2. Emission control (EMCON):

a. The CICWO is responsible for maintaining own ship electromagnetic radiation in accordance with the effective EMCON plan. In order to perform this control function, the CICWO:

(1) Controls designated equipment and emissions.

(2) Assigns EW control to monitor own ship radiations and ensure compliance with the plan in effect.

3. Electronic Attack (EA) control:

a. The use of mechanical jamming (such as chaff) or electronic jamming will be directed by command and control personnel such as the CO or TAO. It will then executed by EW control.

(1) EA may be used against enemy aircraft attempting to target the ship or against incoming missiles from enemy aircraft.

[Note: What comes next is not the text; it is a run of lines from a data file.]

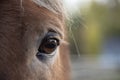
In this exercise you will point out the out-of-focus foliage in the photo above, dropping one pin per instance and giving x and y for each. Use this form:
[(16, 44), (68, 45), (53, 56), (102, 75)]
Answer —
[(101, 20)]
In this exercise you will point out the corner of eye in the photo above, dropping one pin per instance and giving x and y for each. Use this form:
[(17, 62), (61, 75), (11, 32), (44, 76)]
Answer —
[(65, 42)]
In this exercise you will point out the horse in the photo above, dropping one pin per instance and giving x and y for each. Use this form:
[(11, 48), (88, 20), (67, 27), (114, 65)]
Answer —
[(33, 41)]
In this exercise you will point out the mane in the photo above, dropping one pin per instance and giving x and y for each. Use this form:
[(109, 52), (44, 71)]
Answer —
[(52, 5)]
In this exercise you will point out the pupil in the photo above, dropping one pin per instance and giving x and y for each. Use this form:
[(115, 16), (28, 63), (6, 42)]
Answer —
[(51, 44)]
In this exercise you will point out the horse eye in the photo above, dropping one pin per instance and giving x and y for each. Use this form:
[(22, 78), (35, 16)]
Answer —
[(49, 45)]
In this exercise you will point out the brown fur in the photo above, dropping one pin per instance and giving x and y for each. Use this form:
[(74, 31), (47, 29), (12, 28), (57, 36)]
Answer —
[(20, 31)]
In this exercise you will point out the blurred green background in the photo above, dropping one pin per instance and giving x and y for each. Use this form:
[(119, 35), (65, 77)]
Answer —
[(94, 35)]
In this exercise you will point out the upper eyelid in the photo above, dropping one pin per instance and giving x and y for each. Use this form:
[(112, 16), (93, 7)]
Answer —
[(57, 31)]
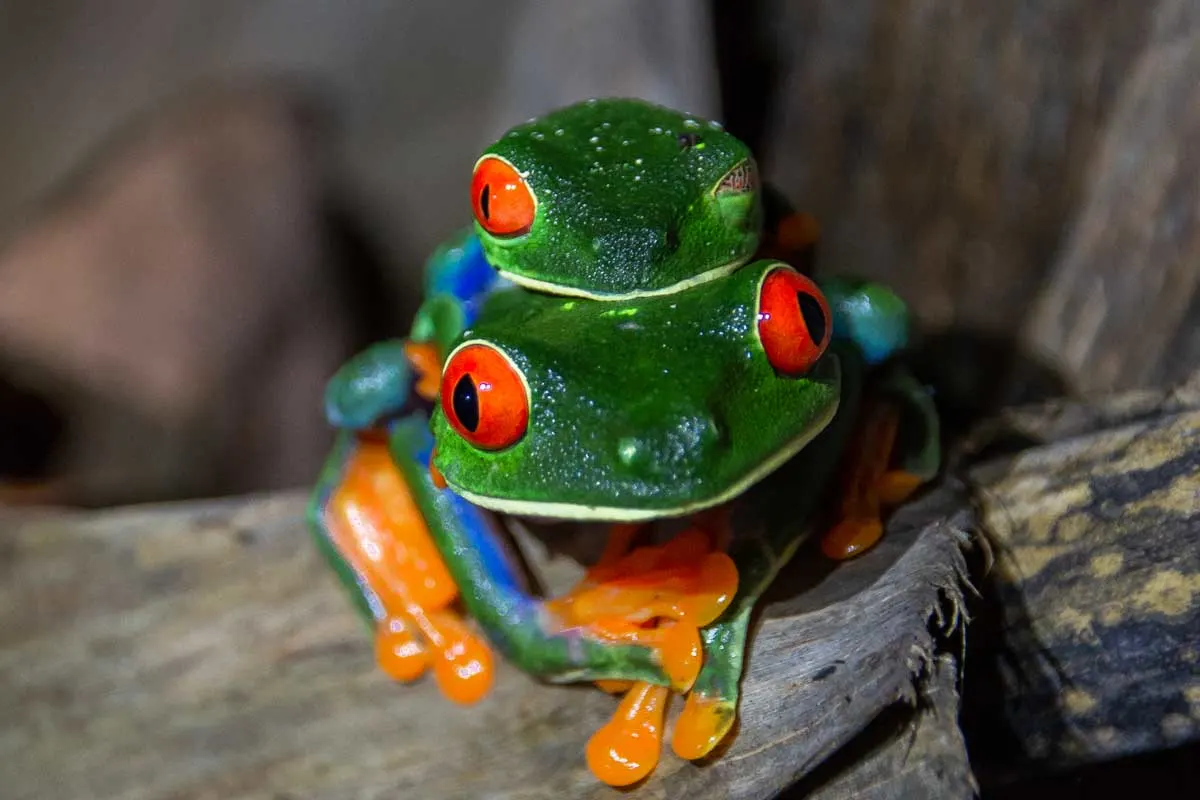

F. THE AIR INTERCEPT CONTROLLER (AIC) - as discussed in section E above, the AIC is a specially trained OS.

1. Primary duties:

a. Responsible for controlling interceptor aircraft assigned to the ship:

(1) The AIC must be thoroughly versed on procedures and aircraft characteristics such as:

(a) Established control procedures.

(b) Combat performance of aircraft.

(c) Fuel consumption data.

(d) Requirements to effect a landing in adverse weather.

(e) Aircraft ranges with respect to remaining fuel.

b. Vectoring the aircraft to its assigned station.

c. Passing tactical information between the aircraft and ship.

2. Types of control provided by AIC:

a. Close: intercept of aircraft is the controller's responsibility.

b. Tactical: intercept of aircraft is pilot's responsibility, but the controller will continue to pass information and instructions.

c. Broadcast: the pilot plans and executes intercept with CIC providing information as needed.